Once inflated however, the NEMO Fillo Elite does offer comfort. As a side sleeper I found the height of the pillow adequate and the normal, non-luxury version seen here to be ample as far as size is concerned. The internal air bladder is baffled, slightly stretchy, and cradles your head to some extent (in fact, I think the smaller pillow will do better here). The cover and the thin insulation layer just add to this and give it more of a pillow feel, and add some warmth against your face. While the comfort wasn’t off the charts – it is sufficient for a good night of sleep and at 2.9 ounces, it’s hard to complain, but if you like a pillow with extra height and don’t have anything to put on top of the NEMO, look elsewhere. Noise can be an issue with the Fillo Elite – when moving around the noise the pillow makes against your ear reminded me being downstairs when someone is walking around on a creaky wood floor upstairs. For some this may be an issue, however in my case it didn’t interfere with getting a good night of rest. When new or after some use, you can remove the inner air chamber and wash the outer cover. Just make sure you do so by pushing the valve in instead of trying to pull the air chamber out.

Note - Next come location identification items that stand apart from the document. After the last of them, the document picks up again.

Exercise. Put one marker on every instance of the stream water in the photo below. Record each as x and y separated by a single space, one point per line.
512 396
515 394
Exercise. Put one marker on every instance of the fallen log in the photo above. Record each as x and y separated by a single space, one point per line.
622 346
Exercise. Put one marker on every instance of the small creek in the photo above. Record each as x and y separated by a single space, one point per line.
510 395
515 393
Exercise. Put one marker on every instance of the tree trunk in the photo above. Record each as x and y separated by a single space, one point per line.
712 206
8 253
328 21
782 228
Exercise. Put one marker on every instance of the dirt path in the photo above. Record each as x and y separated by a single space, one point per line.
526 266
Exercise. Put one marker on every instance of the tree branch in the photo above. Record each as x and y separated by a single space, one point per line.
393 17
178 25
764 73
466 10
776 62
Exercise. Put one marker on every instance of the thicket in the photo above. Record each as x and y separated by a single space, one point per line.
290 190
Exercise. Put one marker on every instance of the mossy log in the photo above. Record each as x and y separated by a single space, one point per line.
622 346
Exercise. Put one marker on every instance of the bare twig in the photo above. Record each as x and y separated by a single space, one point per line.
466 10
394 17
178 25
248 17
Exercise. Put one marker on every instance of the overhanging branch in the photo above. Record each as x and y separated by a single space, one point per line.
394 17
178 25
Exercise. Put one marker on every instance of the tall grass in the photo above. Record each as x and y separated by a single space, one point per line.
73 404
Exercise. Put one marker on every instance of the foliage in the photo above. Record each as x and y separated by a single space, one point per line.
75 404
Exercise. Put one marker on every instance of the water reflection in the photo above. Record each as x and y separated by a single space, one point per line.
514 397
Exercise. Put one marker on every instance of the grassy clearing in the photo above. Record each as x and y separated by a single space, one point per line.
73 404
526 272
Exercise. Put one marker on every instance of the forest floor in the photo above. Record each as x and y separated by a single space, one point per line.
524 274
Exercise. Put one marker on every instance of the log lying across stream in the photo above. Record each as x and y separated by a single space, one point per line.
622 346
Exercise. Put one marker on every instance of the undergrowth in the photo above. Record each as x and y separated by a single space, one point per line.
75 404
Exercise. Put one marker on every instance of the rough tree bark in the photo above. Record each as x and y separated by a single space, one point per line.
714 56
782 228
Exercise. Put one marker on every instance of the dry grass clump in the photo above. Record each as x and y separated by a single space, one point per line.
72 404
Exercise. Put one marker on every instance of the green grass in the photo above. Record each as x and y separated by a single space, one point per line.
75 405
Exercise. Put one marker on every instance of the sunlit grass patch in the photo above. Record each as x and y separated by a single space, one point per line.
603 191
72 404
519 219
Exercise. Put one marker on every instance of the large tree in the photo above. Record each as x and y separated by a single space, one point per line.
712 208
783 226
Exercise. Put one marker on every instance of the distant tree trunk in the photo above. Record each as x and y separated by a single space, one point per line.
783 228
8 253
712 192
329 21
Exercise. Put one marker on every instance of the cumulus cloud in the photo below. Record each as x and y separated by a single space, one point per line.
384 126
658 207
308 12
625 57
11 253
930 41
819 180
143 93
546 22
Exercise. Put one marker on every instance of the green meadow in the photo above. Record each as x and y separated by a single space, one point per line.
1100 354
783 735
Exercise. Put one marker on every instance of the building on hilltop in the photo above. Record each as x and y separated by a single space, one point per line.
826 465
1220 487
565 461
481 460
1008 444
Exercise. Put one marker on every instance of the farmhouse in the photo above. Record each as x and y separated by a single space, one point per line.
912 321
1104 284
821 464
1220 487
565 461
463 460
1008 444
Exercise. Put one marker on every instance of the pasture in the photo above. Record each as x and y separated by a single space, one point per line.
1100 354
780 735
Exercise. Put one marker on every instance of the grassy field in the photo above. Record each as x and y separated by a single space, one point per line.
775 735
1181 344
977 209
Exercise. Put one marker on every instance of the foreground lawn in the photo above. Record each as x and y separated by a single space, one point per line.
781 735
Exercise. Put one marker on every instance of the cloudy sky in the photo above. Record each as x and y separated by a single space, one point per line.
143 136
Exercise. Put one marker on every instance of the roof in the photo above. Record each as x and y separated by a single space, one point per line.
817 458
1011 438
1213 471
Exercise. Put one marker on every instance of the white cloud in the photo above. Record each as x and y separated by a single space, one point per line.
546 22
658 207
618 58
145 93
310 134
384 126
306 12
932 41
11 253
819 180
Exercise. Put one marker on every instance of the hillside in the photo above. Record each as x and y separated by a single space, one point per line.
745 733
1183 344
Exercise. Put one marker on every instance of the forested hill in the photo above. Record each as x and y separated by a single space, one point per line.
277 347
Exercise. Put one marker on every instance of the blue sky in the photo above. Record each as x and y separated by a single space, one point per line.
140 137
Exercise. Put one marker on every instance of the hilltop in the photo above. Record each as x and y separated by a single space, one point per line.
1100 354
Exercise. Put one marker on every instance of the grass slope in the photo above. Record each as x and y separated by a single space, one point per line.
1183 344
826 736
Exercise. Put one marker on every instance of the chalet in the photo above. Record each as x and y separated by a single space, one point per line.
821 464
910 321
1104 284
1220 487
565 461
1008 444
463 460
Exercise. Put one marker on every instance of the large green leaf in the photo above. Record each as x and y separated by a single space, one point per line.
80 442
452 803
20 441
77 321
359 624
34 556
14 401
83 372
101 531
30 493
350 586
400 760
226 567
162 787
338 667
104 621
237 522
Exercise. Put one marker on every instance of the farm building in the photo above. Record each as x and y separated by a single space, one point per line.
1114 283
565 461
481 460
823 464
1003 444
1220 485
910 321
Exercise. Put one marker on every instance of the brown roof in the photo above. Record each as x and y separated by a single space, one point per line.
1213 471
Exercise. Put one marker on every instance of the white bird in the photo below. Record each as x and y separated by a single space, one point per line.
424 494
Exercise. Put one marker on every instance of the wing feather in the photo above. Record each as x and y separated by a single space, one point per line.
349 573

When it comes to backpacking pillows, there is no magic solution – more comfort simply means carrying more weight. For each one of us it comes down to a balance, and as far as I’m concerned I like to carry the minimum amount of weight (and however much that might be) to get a good night of sleep in the backcountry, but no more than that. The NEMO Fillo Elite strikes a nice balance; at less than 3 ounces I wouldn’t consider it weighing any pack down, and in fact it just may lighten a lot of packs for those who make the switch. The Fillo Elite is definitely not what I’d describe as luxurious, but it’s (much) better than nothing, and better comfort wise than lighter alternatives as well, for a very small weight penalty. If you’re looking for fast and light, but with a little bit of comfort at night, the NEMO Fillo Elite is certainly worth a look.